Here’s a letter to a correspondent who is very sympathetic to the case for unilateral free trade:

Mr. Chris G_____

Mr. G_____:

Thanks for your e-mail.

You’re absolutely correct that we Americans would be best served if our government ignored other governments’ trade restrictions and left us free to trade as each of us chooses. And so you’re also correct to reject the common refrain from your friends and acquaintances that tariffs in other countries make tariffs in the U.S. advisable. Just yesterday I offered to another correspondent this explanation as to why.

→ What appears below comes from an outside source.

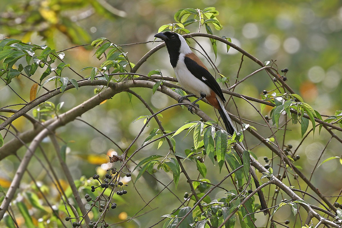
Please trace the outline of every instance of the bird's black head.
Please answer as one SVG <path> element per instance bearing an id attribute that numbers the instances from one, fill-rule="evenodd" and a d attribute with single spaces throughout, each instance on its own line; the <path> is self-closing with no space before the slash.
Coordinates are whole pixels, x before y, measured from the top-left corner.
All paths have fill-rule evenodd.
<path id="1" fill-rule="evenodd" d="M 184 38 L 178 33 L 170 31 L 157 33 L 154 37 L 165 41 L 170 57 L 170 62 L 173 67 L 175 67 L 180 53 L 182 43 L 181 39 L 184 40 Z"/>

I add here an additional point. The assertion that tariffs abroad ‘require’ tariffs in the U.S. typically springs from the faulty presumption that the benefits of trade are in the amounts that we export while imports are a cost of trade. If maximizing the amounts that we export relative to the amounts that we import were, contrary to fact, the ultimate purpose of trade, then retaliatory tariffs might be economically justified. But because in reality the ultimate purpose of trade – as of economic activity generally – is to enable us to increase through consumption our standard of living as much as possible, using tariffs to restrict the amounts that we are able to consume makes no sense whatsoever.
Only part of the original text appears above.